Is there a bicycle powered water pump available? A simple way to keep
the basement dry when the power goes off, if so.
I can't find any. It ought to be simple though.
A regular bike rider can easily put out 250w for hours, which ought
to keep ahead of a flood with lots of room for breaks.
It's more fruitful than bike riding, and people do that for hours; going for 100
mile rides both Saturday and Sunday, for instnace.
Look at the motivation when the water's gaining on you.
Some people are home most of the time, and there's a fine water alarm in the sump
The thing about human powered is that it outlasts the power outage easily, and
gives you something to do in the dark. No fumes, no stale gasoline running out,
no dead batteries.
It's not as if you'd have to do it continuously, just when the alarm tells you the
water has risen again; then pump it dry again. There's lots of water storage under
the floor before the well is full again.
Consider the horsepower it takes to lift a given volume of water a given
height in a given time. A man isn't good for much, bicycle or no. This
was well known to the 19th century navies of the world wrt bilge pumps and
to firefighting before the era of portable steam engines.
Reminds me of a friend who thought we would fly on bicycles some day, it
was just a matter of improving the mechanical efficiency. That he couldn't
run up a few flights of stairs without being exhausted didn't seem to be a
Likewise those who think the country can be run by sunbeams.
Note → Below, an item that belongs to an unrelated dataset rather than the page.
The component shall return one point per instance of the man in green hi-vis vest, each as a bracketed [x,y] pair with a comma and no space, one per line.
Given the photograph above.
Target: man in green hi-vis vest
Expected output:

There's only
700 watts/sq meter of sunlight falling on the surface of the earth. At the
equator. At noon. With no clouds. The ONLY way to increase that number is to
move the orbit of the earth closer to the sun.
10 sq meters of a mirror or 10 sq meters of photovolactic cells. Same area.
If you do all the computations, you'll find that a solar collector farm the
size of the Los Angeles basin (1200 sq miles) would be sufficient to power
California. All the people remaining in Los Angeles would, unfortunately, be
in the dark.
Not that there's anything wrong with that.
You missed my point...A lens or curved mirror in space which was a few
times larger in diameter than the earth would be ANOTHER way to
"increase that number".....
It was a joke, son....ergo the <G> I added.
Jeff Wisnia (W1BSV + Brass Rat '57 EE)
"As long as there are final exams, there will be prayer in public
There *have* been a few flights of such aircraft already, you know.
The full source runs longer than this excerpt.